The rule being clarified here states that the only points of support should be: "the seat on the saddle and the hands holding the handlebar, tops, drops or brake hoods."

The intention had never been to rule out incidental 'secondary' contact between wrists / forearms and the bars, says Dr Bryce Dyer, who is on the CTT's Rules Advisory Group's sub-committee on equipment. Rather, it was using these areas for support – coupled with an ultra-wide handlebar top curve, for example – that was not allowed.

The original idea, Dyer says, was that the rules mimic closely those of the UCI and British Cycling and should pose no real problems.

"But the issue that came to mind that we were concerned about," he says, "was that there was the chance that if you had a disgruntled competitor and they took that rule verbatim, line for line, they could quite rightly put a protest in and say, 'Hang on a sec, I've got photos here with half the field touching their forearms or wrists or whatever, all over the place.'

While the issue was discussed at the National Council, it wasn't put forward as an official regulation. But this still allowed CTT to add it afterwards as a clarification, rather than a rule in its own right.

Road bike time trialling has largely been a great success for time trialling in the UK, but a complaint at last year's National Road Bike Time Trial Championship about the machine and the position of eventual victor George Fox took nearly two months to resolve and exposed the pitfalls of having an accessible road bike class that welcomes novices and elites alike on an ostensibly level playing field.

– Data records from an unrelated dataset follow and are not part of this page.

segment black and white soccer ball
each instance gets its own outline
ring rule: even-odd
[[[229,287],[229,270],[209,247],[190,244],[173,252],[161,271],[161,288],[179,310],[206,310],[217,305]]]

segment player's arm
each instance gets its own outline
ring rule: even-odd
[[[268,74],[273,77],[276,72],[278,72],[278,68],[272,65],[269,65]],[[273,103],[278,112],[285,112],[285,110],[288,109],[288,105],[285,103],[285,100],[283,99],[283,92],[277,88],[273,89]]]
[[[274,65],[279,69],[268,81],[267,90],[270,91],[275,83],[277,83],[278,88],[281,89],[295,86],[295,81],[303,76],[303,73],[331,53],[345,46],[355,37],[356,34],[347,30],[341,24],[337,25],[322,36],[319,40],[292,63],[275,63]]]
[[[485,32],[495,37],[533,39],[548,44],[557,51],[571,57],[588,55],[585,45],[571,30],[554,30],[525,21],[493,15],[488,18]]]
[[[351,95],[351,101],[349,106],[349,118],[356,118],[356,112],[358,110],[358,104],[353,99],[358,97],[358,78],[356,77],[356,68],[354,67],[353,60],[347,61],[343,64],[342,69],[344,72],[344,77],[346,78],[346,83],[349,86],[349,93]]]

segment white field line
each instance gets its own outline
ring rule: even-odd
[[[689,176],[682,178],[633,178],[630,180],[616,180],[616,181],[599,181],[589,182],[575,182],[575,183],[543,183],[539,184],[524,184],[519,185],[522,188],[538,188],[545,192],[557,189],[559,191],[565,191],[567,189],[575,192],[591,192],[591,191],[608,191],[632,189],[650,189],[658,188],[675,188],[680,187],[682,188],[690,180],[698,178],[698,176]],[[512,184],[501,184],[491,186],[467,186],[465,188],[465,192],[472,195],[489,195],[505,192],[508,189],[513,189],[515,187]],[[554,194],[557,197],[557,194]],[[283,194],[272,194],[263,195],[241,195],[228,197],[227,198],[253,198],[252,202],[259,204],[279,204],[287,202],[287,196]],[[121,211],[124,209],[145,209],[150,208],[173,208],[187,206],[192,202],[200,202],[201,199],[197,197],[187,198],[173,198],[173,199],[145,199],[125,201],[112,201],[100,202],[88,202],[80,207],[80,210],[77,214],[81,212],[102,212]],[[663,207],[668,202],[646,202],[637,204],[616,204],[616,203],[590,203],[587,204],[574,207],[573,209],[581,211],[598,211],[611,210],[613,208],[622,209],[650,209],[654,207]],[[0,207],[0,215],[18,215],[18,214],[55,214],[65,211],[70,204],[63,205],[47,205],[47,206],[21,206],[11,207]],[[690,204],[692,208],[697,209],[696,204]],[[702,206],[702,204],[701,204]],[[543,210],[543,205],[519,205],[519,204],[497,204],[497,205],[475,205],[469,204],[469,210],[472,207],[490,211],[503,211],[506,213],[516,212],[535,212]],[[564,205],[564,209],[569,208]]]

Hence some of the loopholes – including the one that allowed forearm support – have been tightened up for this year.

Dyer, like his CTT colleagues and no doubt the racers themselves, are hoping for a smoother journey through this season for this niche of the sport.

"The rules need to strike a really delicate balance between regulating something so it doesn't get out of hand, but also over regulating so it actually dissuades or deters people," Dyer said. "Road bike time trials are a massive area of growth for the CTT, which it obviously wants to nurture. And at the moment, we feel this is where it should probably be. But you won't obviously know till the season gets underway."

This year's RTTC National Road Bike Championship will be held on the tough Circuit of Ingleborough course in North Yorkshire on Sunday April 13. A 27-mile parcours comprising a full 613m ascent, riders will be thinking beyond being super-aero, with weight being a key factor too.